Overview
Prism Writing uses a traditional journalism approach to verification. Every factual claim is backed by primary or secondary sources, with source credibility evaluated using a 5-tier rating system.
Source Credibility Ratings
All sources in our Resource Catalog are assigned a credibility rating from 1 (lowest) to 5 (highest) based on the following criteria:
Tier 5: Authoritative Primary Sources
- Government documents: Congressional records, official agency reports, statutes, regulations
- Official statistics: Census Bureau, BLS, BEA, Federal Reserve data
- Peer-reviewed research: Published in established academic journals with rigorous peer review
- Legal documents: Court rulings, official transcripts, public records
Examples: USA.gov, Senate.gov, House.gov, Federal Reserve publications, Supreme Court opinions
Tier 4: Highly Credible Secondary Sources
- Established news organizations: AP, Reuters, major newspapers with strong editorial standards
- Academic institutions: Research centers, university publications, educational platforms
- Reputable think tanks: Nonpartisan research organizations with transparent methodologies
- Specialized reference: Medical databases (NIH, CDC), legal encyclopedias
Examples: CORE Econ, Khan Academy, established investigative journalism outlets
Tier 3: Credible Mainstream Media
- Major news outlets: National newspapers, broadcast networks, established digital media
- Industry publications: Trade journals, professional association reports
- Advocacy groups: Transparent about mission and funding, fact-based reporting
- Expert commentary: Opinion pieces from qualified experts with disclosed affiliations
Examples: Common Cause, National Archives educational content, major city newspapers
Tier 2: Secondary Sources with Limitations
- Newer outlets: Less established but showing editorial rigor
- Partisan sources: Clear political bias but factually accurate
- Individual experts: Qualified professionals writing outside formal peer review
- Trade publications: Industry-specific with commercial interests but useful data
Used for context or corroboration, not as sole evidence for major claims
Tier 1: Use with Caution
- Social media posts: Unverified claims requiring independent confirmation
- Anonymous sources: Used only when verified by Tier 4-5 sources or essential to public interest
- Blogs/opinion sites: Personal perspectives, not authoritative evidence
- Crowdsourced content: Wikipedia, forums (used for leads, not final authority)
These sources can flag stories for investigation but are never cited alone for factual claims
Fact-Checking Process
- Primary Source Priority: Government documents, official statistics, and peer-reviewed research are preferred over secondary reporting when available.
- Multiple Source Verification: Quantitative claims are cross-checked against at least two independent Tier 4-5 sources when possible.
- Legal/Policy Claims: Verified directly against official government sources (legislation text, regulatory documents, court rulings).
- Breaking News: Flagged as "developing" until independently corroborated by Tier 4-5 sources.
- Expert Review: Complex technical or legal topics are reviewed by subject matter experts when feasible.
What We Don't Do
- Automated claim verification: No AI fact-checking; all verification is manual.
- Claim-level scoring: We don't assign numerical confidence scores to individual claims.
- Community moderation: No Wikipedia-style crowdsourced verification.
We use traditional journalism standards: human editorial review, source triangulation, and primary source prioritization.

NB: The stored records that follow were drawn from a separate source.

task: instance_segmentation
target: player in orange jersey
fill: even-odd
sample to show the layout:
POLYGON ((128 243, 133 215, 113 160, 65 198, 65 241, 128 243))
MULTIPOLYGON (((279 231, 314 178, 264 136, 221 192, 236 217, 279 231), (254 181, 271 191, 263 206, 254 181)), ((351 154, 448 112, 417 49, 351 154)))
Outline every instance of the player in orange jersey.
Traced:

Limitations & Transparency
What this methodology achieves: High confidence in factual accuracy through rigorous sourcing and multi-source verification.
What it doesn't guarantee: Perfect objectivity (all journalism involves editorial judgment), real-time verification (breaking news evolves), or exhaustive coverage (some stories lack accessible primary sources).
Corrections
When errors occur, we correct them promptly and transparently. Significant corrections are logged on our Corrections page with timestamps and explanations.